鬆竹閣外,夜風微涼。
沈清辭拂開影七的手,整理了一下衣裙,緩緩屈膝跪了下去。
膝蓋疼痛的幾乎要暈過去了,小腹殘餘的隱痛逐漸麻木。
趙珩站在她身後幾步遠的地方,看著她的背影隻覺得喉嚨發緊。
他預想中的快意並沒有來,反而是悶得他喘不過氣。
屋裏傳來柳依依詢問:“是王妃姐姐來了麼?王爺,快讓姐姐起來,依依受不起......”
趙珩沒說話。
夜露漸重,漸漸浸濕了沈清辭的肩頭裙角。
冷的厲害,她有些難受的諾了諾身子,可下一秒血又順著衣裙往下洇。
她跪得筆直,眼睫低垂。
趙珩的心越來越亂,越來越慌。
他忍不住來回踱步。
一個時辰了。
沈清辭身形未動。
可趙珩的額角卻沁出了汗。
終於兩個時辰到了,影七第一時間上前想要扶起沈清辭。
沈清辭卻輕輕抬手卻止住了他的動作。
她自己撐著慢慢站了起來。
其實腿腳早已麻木刺痛,她卻恍若未覺,甚至仔細地拍了拍裙擺上的灰塵。
“王爺,罰跪已畢此事可算揭過了?”
趙珩喉結滾動有些不自然的點點頭:“......揭過了。

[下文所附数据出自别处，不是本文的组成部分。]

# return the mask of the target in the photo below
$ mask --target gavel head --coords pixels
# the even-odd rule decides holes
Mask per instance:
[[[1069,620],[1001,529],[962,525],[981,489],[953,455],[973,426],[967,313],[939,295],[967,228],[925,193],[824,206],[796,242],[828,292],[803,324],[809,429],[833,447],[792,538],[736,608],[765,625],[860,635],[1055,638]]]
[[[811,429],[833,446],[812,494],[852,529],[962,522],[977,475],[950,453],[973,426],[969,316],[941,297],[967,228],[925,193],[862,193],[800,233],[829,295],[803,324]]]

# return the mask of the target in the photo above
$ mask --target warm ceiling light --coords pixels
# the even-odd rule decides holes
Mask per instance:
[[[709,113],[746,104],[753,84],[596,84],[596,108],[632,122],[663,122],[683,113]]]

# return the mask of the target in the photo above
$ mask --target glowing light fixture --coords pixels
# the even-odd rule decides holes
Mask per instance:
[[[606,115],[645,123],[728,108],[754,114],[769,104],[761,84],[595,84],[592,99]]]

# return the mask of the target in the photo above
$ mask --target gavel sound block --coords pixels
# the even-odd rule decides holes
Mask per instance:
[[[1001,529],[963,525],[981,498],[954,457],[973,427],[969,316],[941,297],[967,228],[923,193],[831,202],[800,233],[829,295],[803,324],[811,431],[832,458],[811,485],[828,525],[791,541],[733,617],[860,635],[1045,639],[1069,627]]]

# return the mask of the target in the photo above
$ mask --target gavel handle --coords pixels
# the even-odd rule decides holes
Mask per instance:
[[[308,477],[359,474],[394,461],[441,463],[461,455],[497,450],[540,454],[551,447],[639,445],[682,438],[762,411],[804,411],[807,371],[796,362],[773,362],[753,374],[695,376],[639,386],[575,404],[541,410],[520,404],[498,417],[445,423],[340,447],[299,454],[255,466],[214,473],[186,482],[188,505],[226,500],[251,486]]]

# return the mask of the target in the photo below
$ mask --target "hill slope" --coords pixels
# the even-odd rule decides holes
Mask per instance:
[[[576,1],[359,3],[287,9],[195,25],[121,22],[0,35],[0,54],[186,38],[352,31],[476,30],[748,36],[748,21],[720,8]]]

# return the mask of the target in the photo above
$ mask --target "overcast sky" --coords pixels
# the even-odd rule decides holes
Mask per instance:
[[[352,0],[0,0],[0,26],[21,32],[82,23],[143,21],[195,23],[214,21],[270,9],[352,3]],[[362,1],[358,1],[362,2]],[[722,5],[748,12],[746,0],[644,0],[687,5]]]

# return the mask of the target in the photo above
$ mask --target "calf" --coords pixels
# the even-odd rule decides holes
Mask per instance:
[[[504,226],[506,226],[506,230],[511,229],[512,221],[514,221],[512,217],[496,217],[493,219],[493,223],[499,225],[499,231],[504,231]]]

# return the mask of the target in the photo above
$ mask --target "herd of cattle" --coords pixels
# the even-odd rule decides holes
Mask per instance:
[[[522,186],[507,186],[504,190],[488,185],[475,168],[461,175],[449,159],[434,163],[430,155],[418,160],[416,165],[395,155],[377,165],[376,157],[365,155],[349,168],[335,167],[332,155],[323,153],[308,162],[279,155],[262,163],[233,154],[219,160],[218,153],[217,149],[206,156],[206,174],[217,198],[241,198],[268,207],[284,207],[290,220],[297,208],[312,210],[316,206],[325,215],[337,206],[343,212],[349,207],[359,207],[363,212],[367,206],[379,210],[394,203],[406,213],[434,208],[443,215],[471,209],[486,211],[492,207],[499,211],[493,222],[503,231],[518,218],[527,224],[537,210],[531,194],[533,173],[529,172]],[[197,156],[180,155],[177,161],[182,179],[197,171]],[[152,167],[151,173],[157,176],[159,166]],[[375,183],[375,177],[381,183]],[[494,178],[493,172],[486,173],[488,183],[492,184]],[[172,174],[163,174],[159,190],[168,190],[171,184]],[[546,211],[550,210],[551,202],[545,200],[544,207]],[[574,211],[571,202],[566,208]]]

”
沈清辭點點頭語氣依舊是淡淡的,甚至一點委屈都沒有。
“那便好。妾身還有些私事要處理,便不打擾王爺照顧柳姑娘了。”
她不再看他,對影七道:“你先回去。”
“清辭!”趙珩有些疑惑她今日怎麼不鬧騰了,卻不想連她的手腕都沒抓住。
沈清辭側身避開了。
趙珩的手僵在半空。
回到正院,廊下那堆東西仍在。
沈清辭徑直走入書房。
影七默默點上燭火,研好墨。
沈清辭在書案後坐下,提起筆開始寫字。
兩日後。
鬆竹閣裏新添了四五件禦賜的珍玩,趙珩這幾日幾乎都歇在那裏。
柳依依偎在趙珩懷裏,指尖輕輕的繞著他胸口。
“王爺王妃這兩日一直沒出院子呢。許是真的身子不適?王爺不去瞧瞧麼?”
趙珩端著茶盞的手頓了頓。
那日之後,他確實沒再見過沈清辭。
正院那邊靜悄悄的,連管事都回話說王妃免了這幾日的請安,說是要靜養。
他心裏有股說不清的煩悶,卻又拉不下臉主動過去。
沈清辭那日順從得過分卻反而讓他覺得生分。
趙珩放下手中的茶盞,有些僵硬的說。
“她能有什麼事。許是在慪氣。”
柳依依順應的嗯了一聲又倒在他懷裏。
一夜纏綿無度。
經過太醫的診治柳依依的胎象徹底穩了,臉色也紅潤起來。
她開始試探著問:“王爺......妾身住在鬆竹閣,雖清淨,可離您到底遠了些。王妃姐姐若是身子好些了您是不是也應該多去看看......”
趙珩有些心煩意亂。
他每次一到柳依依這裏柳依依就趕他走,說不上哪裏來的奇怪。
隻不過是該去看看了。
都六七日了,她竟真的一點動靜都沒有。
連影七都沒露麵。
他起身往外走。
“王爺要去哪兒?”柳依依追問。
“去正院。”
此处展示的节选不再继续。